Invasive breast tumors from a population-based case-control study of 476 (116 black and 360 white) Atlanta women aged 20-54, diagnosed between 1990 and 1992, were centrally reviewed and immunohistochemically analyzed for estrogen receptor (ER), progesterone receptor (PR) and human epidermal growth factor receptor 2 (HER2); then grouped [TN (ER-PR-HER2-); ER-PR-HER2+; ER/PR+HER2+; ER/PR+HER2- (case-only reference group)]. Data were from interviews and anthropometric measurements; adjusted odds ratios (OR) and 95% confidence intervals (CI) were estimated using logistic regression, including both case-only and case-control comparisons.

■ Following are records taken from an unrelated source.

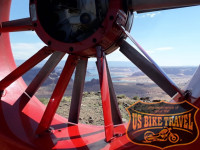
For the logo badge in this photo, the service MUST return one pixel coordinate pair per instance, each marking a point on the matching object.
(162, 124)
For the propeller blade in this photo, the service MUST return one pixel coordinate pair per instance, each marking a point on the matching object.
(153, 5)
(147, 67)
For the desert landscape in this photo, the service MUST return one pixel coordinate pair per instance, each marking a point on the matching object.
(129, 82)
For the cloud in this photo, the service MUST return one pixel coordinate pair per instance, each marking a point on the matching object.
(164, 49)
(25, 50)
(147, 15)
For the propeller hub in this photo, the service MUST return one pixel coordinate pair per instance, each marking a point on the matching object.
(77, 26)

From the case-only analyses and compared with the ER/PR+HER2- subtype, women with TN tumors were more likely to be obese than normal/underweight [OR = 1.89 (95% CI = 1.22, 2.92)]. Regardless of HER2 status, ER-PR- tumors were associated with black race, young age at first birth, having a recent birth, and being overweight.
Distinct breast cancer subtypes have unique sociodemographic, anthropometric and reproductive characteristics and possibly different pathways for development.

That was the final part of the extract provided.